One key limit of this method arises when the superimposed twitch is not evoked at the peak force developed during the MVC, resulting in a submaximal measurement of the voluntary activation level. To circumvent this limit, a correction factor (CorrFactor) has been developed to extrapolate the maximal VA using the following formula (Strojnik & Komi, 1998):

expectedVA (%) = 100 – 100 x superImposedTwtich * CorrFactor/potentiated twitch (2)

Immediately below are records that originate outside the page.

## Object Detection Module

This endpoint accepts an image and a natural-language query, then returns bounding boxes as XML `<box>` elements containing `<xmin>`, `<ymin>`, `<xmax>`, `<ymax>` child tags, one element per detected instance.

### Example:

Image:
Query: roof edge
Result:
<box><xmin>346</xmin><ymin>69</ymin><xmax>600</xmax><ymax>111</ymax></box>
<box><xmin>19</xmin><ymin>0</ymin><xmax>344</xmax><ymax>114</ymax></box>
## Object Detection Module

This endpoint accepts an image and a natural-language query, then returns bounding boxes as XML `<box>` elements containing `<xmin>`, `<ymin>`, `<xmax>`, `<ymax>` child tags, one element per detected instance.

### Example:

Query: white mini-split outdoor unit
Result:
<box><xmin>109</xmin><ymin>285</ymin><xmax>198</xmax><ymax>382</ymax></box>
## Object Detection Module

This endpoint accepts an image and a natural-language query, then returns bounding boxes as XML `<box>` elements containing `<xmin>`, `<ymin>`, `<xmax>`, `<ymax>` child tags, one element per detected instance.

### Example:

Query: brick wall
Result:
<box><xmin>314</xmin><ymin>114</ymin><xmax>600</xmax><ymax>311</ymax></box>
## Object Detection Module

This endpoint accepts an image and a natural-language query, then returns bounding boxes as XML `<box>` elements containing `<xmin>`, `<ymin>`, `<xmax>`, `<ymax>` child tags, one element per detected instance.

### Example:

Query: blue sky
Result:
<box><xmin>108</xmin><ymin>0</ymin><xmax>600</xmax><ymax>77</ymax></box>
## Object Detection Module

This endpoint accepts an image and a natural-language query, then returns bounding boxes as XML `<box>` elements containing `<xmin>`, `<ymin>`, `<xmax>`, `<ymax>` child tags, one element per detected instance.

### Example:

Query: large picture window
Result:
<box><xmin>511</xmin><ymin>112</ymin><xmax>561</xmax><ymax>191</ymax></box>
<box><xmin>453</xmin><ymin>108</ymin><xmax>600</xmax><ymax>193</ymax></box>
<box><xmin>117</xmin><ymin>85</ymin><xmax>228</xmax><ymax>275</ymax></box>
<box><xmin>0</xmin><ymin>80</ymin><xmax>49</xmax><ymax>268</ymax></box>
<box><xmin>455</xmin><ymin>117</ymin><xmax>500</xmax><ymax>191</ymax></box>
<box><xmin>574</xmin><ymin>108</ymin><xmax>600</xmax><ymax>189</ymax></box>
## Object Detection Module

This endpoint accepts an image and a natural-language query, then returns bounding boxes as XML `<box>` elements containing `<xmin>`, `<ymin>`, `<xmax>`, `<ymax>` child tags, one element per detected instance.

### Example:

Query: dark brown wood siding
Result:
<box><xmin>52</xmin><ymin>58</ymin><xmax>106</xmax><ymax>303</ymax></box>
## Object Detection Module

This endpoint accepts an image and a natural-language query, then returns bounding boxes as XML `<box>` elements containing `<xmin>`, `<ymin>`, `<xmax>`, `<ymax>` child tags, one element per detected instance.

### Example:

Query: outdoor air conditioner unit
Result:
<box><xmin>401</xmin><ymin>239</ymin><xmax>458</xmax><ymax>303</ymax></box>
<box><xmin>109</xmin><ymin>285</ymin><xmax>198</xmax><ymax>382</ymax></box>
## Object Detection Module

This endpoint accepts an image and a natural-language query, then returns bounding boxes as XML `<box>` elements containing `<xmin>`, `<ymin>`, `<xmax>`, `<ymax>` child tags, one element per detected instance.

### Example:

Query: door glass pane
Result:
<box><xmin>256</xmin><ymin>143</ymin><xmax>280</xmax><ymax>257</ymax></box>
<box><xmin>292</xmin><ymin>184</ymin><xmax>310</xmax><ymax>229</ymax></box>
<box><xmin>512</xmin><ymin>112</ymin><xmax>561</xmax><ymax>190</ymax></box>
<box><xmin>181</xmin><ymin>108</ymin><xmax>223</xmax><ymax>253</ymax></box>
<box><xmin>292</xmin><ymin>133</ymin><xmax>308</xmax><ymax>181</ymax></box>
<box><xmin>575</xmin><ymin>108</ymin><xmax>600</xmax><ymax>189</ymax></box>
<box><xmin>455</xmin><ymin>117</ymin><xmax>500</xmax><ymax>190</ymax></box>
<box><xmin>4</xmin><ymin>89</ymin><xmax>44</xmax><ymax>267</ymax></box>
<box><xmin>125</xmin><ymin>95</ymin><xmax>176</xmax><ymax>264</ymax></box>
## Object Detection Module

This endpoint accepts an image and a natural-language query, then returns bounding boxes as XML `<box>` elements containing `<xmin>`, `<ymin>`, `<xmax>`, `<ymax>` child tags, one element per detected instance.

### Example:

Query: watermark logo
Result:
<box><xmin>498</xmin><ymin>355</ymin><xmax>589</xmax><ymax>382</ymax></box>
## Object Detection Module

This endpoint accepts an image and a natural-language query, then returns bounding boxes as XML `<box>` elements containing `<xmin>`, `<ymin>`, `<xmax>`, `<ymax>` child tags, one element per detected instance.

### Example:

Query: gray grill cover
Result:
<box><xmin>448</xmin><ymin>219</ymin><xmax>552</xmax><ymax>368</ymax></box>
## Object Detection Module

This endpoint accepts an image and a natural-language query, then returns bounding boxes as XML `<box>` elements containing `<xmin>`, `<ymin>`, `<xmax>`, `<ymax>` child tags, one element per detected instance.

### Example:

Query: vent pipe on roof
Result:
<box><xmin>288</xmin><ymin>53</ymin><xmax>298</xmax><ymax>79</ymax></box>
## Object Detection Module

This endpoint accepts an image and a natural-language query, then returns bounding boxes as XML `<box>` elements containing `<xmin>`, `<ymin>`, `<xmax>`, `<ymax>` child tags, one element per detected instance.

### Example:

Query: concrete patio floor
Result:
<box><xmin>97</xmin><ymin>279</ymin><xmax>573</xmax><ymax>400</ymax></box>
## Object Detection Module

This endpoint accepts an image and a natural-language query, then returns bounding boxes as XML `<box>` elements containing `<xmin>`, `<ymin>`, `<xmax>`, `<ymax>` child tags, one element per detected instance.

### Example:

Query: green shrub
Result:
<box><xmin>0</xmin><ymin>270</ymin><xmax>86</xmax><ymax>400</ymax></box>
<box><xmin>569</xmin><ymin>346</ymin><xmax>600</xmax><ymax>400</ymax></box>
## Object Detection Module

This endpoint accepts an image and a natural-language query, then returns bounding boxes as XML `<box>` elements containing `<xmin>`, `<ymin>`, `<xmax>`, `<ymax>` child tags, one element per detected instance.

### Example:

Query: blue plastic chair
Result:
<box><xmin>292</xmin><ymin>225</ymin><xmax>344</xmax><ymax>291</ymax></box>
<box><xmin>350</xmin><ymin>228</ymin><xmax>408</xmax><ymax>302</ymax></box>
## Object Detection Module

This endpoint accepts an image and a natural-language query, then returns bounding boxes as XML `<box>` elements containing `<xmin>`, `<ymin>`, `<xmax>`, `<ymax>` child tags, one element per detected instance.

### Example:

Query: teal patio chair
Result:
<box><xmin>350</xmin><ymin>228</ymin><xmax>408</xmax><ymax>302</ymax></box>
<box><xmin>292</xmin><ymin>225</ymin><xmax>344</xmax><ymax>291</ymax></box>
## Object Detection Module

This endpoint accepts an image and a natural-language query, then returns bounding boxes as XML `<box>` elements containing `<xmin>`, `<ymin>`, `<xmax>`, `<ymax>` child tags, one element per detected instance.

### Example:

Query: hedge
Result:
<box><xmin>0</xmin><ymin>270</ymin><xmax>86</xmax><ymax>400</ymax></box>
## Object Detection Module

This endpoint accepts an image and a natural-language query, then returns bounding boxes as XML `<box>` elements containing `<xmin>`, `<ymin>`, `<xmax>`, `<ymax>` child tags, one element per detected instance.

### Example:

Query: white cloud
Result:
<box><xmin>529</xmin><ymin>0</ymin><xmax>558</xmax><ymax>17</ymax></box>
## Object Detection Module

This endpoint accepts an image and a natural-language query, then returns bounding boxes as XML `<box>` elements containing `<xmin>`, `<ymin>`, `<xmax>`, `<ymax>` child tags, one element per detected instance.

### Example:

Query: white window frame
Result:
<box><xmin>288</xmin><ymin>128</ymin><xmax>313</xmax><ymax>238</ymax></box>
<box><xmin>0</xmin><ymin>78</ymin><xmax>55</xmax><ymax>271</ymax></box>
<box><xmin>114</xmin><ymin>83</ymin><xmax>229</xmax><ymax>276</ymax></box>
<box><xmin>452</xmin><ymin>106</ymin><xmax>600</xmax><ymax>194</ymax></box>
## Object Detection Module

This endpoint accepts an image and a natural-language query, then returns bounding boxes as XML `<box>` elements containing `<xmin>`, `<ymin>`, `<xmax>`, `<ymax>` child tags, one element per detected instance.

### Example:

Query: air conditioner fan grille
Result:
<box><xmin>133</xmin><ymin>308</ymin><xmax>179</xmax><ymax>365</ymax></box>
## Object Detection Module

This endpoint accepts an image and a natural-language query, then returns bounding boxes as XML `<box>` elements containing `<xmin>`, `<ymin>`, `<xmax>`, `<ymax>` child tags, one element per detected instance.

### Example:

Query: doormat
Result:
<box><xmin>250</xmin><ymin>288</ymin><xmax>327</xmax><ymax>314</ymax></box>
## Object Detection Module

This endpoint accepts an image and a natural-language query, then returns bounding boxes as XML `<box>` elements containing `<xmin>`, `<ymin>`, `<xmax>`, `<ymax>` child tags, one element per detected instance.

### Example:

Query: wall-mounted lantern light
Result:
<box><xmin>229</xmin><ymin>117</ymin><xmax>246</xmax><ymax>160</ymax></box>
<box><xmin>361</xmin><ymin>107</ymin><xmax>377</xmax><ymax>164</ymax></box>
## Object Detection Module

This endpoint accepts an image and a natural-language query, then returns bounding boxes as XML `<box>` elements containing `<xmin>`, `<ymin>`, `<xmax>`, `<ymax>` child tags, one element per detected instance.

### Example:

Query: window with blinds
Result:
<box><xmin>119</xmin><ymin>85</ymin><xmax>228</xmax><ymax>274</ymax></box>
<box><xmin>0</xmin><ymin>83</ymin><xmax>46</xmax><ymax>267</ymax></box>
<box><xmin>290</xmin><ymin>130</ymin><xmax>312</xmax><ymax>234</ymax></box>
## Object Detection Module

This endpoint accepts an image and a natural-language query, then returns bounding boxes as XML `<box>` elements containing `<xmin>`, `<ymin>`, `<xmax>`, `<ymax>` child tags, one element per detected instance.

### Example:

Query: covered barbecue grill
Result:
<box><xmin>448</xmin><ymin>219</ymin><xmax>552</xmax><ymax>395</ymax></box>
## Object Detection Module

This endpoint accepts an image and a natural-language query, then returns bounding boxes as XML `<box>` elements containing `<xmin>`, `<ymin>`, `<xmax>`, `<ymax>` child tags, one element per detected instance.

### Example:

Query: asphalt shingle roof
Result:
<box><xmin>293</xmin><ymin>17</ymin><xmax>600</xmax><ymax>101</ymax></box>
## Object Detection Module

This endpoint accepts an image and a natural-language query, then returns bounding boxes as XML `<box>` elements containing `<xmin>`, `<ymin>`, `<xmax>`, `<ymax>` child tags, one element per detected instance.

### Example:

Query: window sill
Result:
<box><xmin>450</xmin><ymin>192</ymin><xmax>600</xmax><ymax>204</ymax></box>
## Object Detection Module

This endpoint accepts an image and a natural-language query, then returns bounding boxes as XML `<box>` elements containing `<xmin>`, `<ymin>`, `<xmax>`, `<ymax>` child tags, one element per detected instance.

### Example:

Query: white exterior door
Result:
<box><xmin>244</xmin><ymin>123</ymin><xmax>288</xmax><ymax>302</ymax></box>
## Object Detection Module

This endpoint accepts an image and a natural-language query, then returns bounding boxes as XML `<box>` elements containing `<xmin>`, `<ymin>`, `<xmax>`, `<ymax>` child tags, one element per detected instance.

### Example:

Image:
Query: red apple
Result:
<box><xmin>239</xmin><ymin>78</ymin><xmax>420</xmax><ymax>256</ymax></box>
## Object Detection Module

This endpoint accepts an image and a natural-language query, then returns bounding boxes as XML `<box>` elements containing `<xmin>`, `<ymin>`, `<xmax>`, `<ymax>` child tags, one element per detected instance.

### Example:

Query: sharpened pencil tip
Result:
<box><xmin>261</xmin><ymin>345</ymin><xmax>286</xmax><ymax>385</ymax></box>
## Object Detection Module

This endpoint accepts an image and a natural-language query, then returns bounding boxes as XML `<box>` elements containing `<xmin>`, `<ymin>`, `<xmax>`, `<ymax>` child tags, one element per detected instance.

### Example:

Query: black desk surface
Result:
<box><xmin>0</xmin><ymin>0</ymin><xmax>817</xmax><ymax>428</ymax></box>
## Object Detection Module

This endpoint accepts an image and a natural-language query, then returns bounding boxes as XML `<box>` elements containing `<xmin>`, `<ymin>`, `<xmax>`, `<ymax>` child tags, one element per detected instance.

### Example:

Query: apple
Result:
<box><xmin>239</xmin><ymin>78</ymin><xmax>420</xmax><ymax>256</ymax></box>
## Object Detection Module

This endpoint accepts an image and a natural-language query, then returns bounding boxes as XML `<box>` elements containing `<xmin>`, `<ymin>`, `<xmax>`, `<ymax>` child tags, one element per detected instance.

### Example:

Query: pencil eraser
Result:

CorrFactor = forceAtTwitchDelivery/peakMVCForce

While this correction factor is well known and used across the scientific community, it has never been formally validated experimentally. It is therefore unknown if the recalculated VA is accurate, overestimated or underestimated. This prompted us to determine the scientific validity of the correction factor for VA measurements.

Methods

After a period of familiarization, nine subjects (4 women) visited the laboratory to evaluate their VA before, during (every 50s) and after a 5 minutes all-out exercise consisting in producing 60 MVCs of the right knee extensor muscles. Voluntary activation was measured by superimposing at least two single electrical twitches during a 3s MVC and evoking one potentiated twitch 2s post-MVC. One of the superimposed twitches was delivered as close as possible to the peak force of the MVC and the second one at a submaximal force level. The VA level of the near maximal superimposed twitch was calculated using the standard formula (1), whereas the VA level of the submaximal superimposed twitch was calculated using the correction factor (2).

Results

Among all subjects, a total of 148 MVCs were recorded in a rested and fatigued condition during which VA was measured. In average, the near maximal superimposed twitch was evoked at 96 ± 4 % of MVC peak force. In contrast, the submaximal superimposed twitch was delivered at 85 ± 10% of MVC peak force. Both methods calculated a non-corrected VA level of 85 ± 11% and 79 ± 15% (P < 0.0001), respectively. When the correction factor was applied, the submaximal VA was increased to 83 ± 11 %, which remained significantly different than the expected VA (P = 0.0037). Importantly, in some cases the correction factor underestimated the expected VA, in others it overestimated it. Rarely (19 out of 148), the correction factor provided an accurate estimation of VA (i.e. within ±1% of the expected VA).

Conclusion 

Overall, our results show that the correction factor typically used in the literature does not effectively correct for suboptimal superimposed twitch delivery. These results should raise awareness on the importance to deliver superimposed twitch at or near the peak force of MVC. If a correction factor should be applied, a new method should be developed.

References

Gandevia, S. C. (2001). Spinal and supraspinal factors in human muscle fatigue. Physiological Reviews, 81, 1725–1789. 

Merton, P. A. (1954). Voluntary strength and fatigue. The Journal of Physiology, 123, 553–564. 

Strojnik, V. & Komi, P. V. (1998). Neuromuscular fatigue after maximal stretch-shortening cycle exercise. Journal of Applied Physiology (Bethesda, Md. : 1985), 84, 344–350.